In 2013, Cemil Çakır, a worker on a cargo ship traveling from Taiwan to Mexico, reportedly fell into the Mariana Trench in the Pacific Ocean, with a depth of 11,000 meters, the world’s deepest point. Unfortunately, no trace of Çakır was found during the search, and his family pleaded for information on his whereabouts.
The Özgür Aksoy Ship, owned by a Turkish company and transporting goods from Taiwan to Mexico, was sailing in the Pacific Ocean near Japan on October 21 when Cemil Çakır, a 26-year-old crew member, fell into the sea near the Mariana Trench. Nuri Çakır, his father, once stated: “I don’t know who informed me or how. I received a call, and they said, ‘Condolences.’ They’re trying to portray it as a suicide. But there’s no relation to suicide. We have no proof that he’s lost or dead. If he’s dead, we want his body; if he’s alive, we demand his return.”

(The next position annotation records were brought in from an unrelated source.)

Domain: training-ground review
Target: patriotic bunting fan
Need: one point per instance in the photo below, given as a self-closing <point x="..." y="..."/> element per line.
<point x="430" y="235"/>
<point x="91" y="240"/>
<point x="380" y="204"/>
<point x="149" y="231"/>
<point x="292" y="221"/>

As our journey of information and exploration concludes, it’s evident that places inaccessible or extremely difficult to reach reveal the mysteries and diversity of our world. From Area 51, guarded with high-security measures, to massive man-made underground complexes and the Mariana Trench, the deepest point on Earth, these places ignite our curiosity and desire for exploration.